When you have data like the below, there is a bit of challenge to get the correct ‘average’.
Each row represents unique Justice Name for each Case ID.
The 1st case ‘1a’ has 5 rows for different Justice Name values (e.g. Jay, Cushing, etc.). All of them have the same value 1 for ‘unanimous’.
The 2nd case ‘1b’ has 4 rows for various Justice Name values, and all have the same value of 0 for ‘unanimous’.
Now, if you consider the unanimous value for the 1st case ‘1a’ is 1 and the 2nd case is 0, then you would think the average among the two cases would be 0.5, right?
But if we go to the Pivot table and calculate the average of all the values of these 9 rows, you will end up getting 0.5555.
Why?
That’s because it calculates the average as:
5 (Sum of Unanimous Values) / 9 (Number of Rows)
But what we want to do here in this case is to get 1 for case ‘1a’ and 0 for case ‘1b’ first, then take the average between them.

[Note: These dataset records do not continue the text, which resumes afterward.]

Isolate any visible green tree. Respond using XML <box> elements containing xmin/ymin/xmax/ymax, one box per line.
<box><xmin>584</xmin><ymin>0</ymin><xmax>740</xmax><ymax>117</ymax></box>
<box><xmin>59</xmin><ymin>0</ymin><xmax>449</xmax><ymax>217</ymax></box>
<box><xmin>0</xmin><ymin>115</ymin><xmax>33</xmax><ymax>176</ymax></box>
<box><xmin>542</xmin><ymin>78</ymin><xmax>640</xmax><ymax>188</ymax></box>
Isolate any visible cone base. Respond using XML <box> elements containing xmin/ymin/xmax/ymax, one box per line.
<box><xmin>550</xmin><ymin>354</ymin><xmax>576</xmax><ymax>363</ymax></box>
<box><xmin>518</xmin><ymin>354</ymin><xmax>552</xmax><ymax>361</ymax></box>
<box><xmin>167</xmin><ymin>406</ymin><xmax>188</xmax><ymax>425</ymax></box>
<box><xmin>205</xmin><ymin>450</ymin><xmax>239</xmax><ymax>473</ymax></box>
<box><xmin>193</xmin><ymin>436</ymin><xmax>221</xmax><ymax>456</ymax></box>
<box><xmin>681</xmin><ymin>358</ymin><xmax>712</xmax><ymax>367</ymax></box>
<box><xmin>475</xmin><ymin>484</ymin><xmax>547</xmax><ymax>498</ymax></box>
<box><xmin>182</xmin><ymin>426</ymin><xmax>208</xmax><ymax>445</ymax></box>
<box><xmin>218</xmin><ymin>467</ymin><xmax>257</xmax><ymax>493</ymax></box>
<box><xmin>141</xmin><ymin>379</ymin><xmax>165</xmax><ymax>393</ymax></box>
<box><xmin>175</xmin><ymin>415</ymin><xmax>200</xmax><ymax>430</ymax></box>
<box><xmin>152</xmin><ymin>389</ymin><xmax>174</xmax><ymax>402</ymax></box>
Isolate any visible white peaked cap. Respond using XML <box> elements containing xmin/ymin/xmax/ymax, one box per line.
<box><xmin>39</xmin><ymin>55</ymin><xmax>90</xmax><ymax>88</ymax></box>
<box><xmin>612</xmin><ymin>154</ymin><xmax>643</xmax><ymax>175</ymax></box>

You can address this by Data Wrangling.
First, you group the data by the case ID and summarize to calculate the average for each case first, then go to the Pivot table to calculate the average among the two cases.
Here is how.
First, you want to group the data by ‘caseID’ column.
This will give you the data look like the below.

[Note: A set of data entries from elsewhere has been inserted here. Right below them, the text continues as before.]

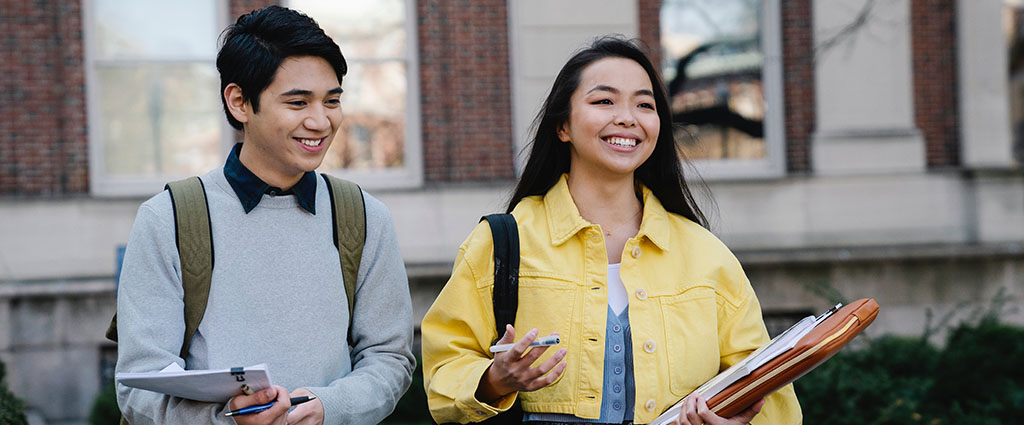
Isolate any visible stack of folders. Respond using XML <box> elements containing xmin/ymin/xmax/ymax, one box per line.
<box><xmin>114</xmin><ymin>363</ymin><xmax>272</xmax><ymax>402</ymax></box>
<box><xmin>651</xmin><ymin>298</ymin><xmax>879</xmax><ymax>425</ymax></box>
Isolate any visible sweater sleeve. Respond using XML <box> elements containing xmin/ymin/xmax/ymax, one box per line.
<box><xmin>308</xmin><ymin>193</ymin><xmax>416</xmax><ymax>425</ymax></box>
<box><xmin>116</xmin><ymin>192</ymin><xmax>234</xmax><ymax>425</ymax></box>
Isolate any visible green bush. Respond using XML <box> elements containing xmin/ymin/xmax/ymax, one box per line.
<box><xmin>796</xmin><ymin>316</ymin><xmax>1024</xmax><ymax>425</ymax></box>
<box><xmin>0</xmin><ymin>362</ymin><xmax>29</xmax><ymax>425</ymax></box>
<box><xmin>89</xmin><ymin>382</ymin><xmax>121</xmax><ymax>425</ymax></box>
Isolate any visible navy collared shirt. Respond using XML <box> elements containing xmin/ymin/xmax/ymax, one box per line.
<box><xmin>224</xmin><ymin>143</ymin><xmax>316</xmax><ymax>215</ymax></box>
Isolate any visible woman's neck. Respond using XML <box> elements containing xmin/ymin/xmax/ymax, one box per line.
<box><xmin>568</xmin><ymin>172</ymin><xmax>643</xmax><ymax>233</ymax></box>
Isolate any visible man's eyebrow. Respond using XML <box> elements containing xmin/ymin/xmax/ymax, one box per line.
<box><xmin>281</xmin><ymin>88</ymin><xmax>313</xmax><ymax>96</ymax></box>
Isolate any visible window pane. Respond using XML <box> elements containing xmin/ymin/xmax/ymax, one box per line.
<box><xmin>289</xmin><ymin>0</ymin><xmax>406</xmax><ymax>60</ymax></box>
<box><xmin>323</xmin><ymin>60</ymin><xmax>407</xmax><ymax>170</ymax></box>
<box><xmin>93</xmin><ymin>0</ymin><xmax>218</xmax><ymax>60</ymax></box>
<box><xmin>96</xmin><ymin>63</ymin><xmax>224</xmax><ymax>176</ymax></box>
<box><xmin>660</xmin><ymin>0</ymin><xmax>765</xmax><ymax>160</ymax></box>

Each group is colored by different color.
Then, summarize with ‘mean (average)’ function.
You can select the function from the column header menu.
I’m using ‘mean (average)’ calculation but this could be ok with ‘last’, ‘first’ function as well.

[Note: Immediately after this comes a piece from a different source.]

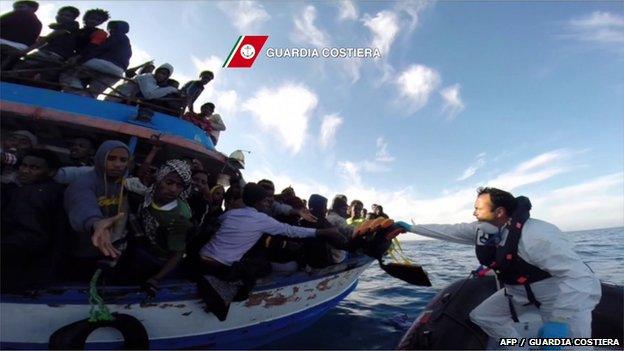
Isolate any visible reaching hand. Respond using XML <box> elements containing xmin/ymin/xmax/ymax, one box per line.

At this point though, we have lost all the other columns. But you can bring them back if you want.
Let’s say we want to bring the dateDecision.
Just click on the Plus button in the column header.
In the dialog, select the dateDecision column and ‘last’ function.
Once you type the name for the newly created column, hit Run button.
You’ll get the column back.
If you want to change the column order here then you can drag and drop the ‘token’, which represents each calculation.
At this point, you can go back to Pivot Table and re-select the column.
Make sure that the latest step of ‘Summarize’ is highlighted with green background color at the right hand side.
If not, then you want to drag and drop the Pin button to this step.
And you want to assign ‘caseID’ to Row and ‘unanimous_mean’ to Value. Make sure to select ‘mean (average)’ as the summarize function here.
Now we can see the average of all is calculated as 0.5.